12. According to Indian and some western historians, about a million Indian natives lost their lives during the British slaughter in 1857. Last  Mogul ruler Bahadur  Shah Zafar, an old man, had no link with the rioting Indian soldiers. But a  already humiliated he was forced to spend his time till death in Burma (present day Myanmar.). His legal heirs were wiped out without traces in Delhi. Soon the crown administration took over the administration directly and continued the repressive rule and looted India. 

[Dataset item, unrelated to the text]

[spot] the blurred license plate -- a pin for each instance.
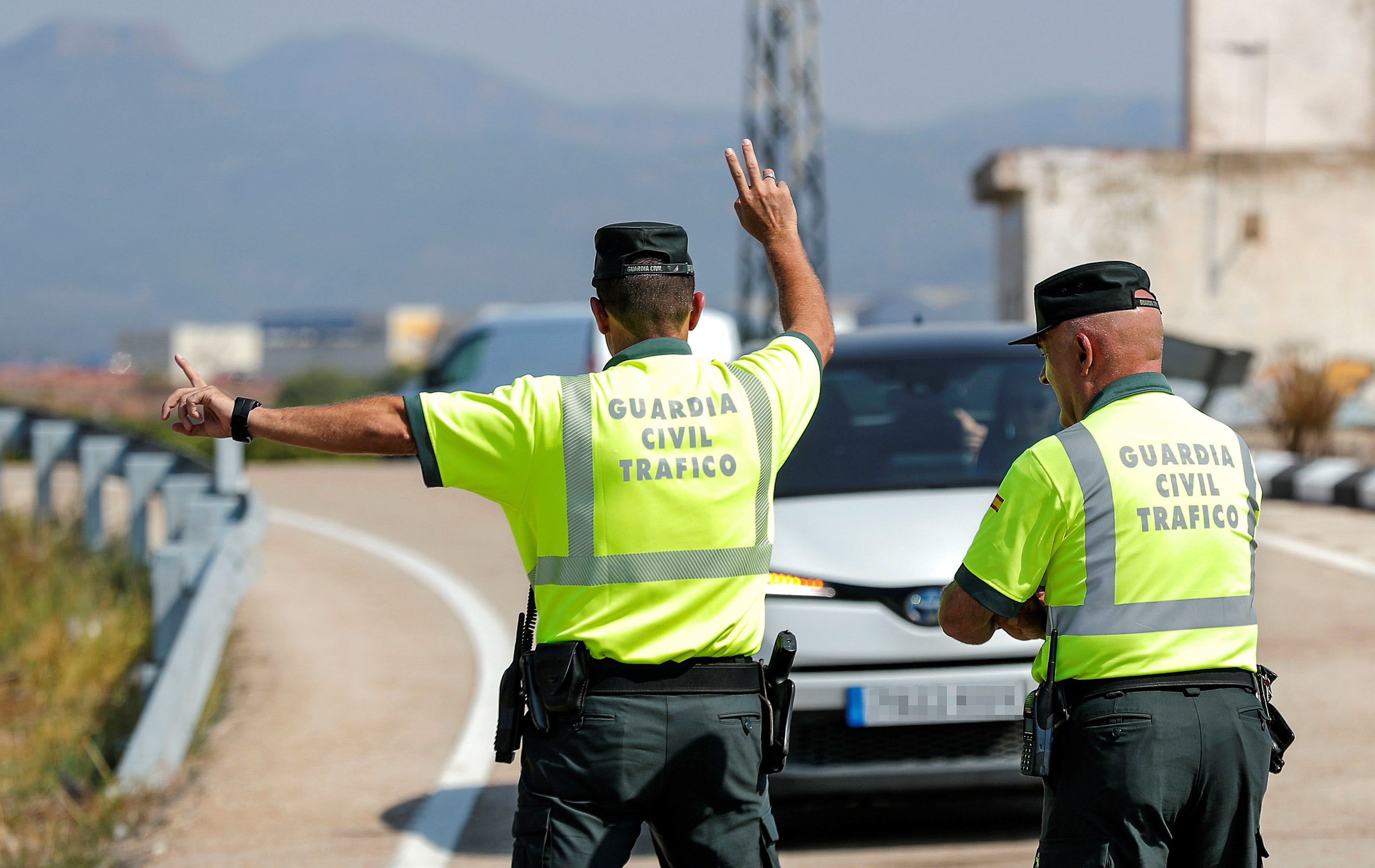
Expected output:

The statue of Col. James George  Neill  in Ayr, Scotland  is an insult to the natives of that town whose ancestors  served mostly in the British   military in India and the British had   held  the key  administrative   positions.   Glorifying such a man  known for mass killing of innocent people in India for the  corrupt and dishonest English company will not only show the Scottish  people in bad light but in reality, is just  opposite to good human values and respect for fellow humans. Col James Neil is  a blot on the town's rich culture and legacy. More than 1000 people of this town had   signed up the petition  in the past asking the town council to have this disgraceful statue of Col James Neil  removed from the public place of Ayr. 

Tit-bits: 

State of Col. Neil, Chennai (madras)< TN. dtnext.in

A similar 10 foot tall  large  bronze statue of   same size of Col. James Neil, installed by Gov. Harris of Madras presidency in  1858-59,  was removed and shifted to a museum in  Madras (Chennai  in 1952). He stands, full-length, pointing with his right arm and with left hand resting on hilt of sword. He wears military dress with cloak. Now, it is gathering dust there  and no Indian wants to see the statue of a sinned and mentally sick man who got a nick name  the butcher of Allahabad.   The same city saw  the first ever public protest  way back in 1927  during the Raj to remove  mass murderer Col  Neil's  statue from the public place in Madras.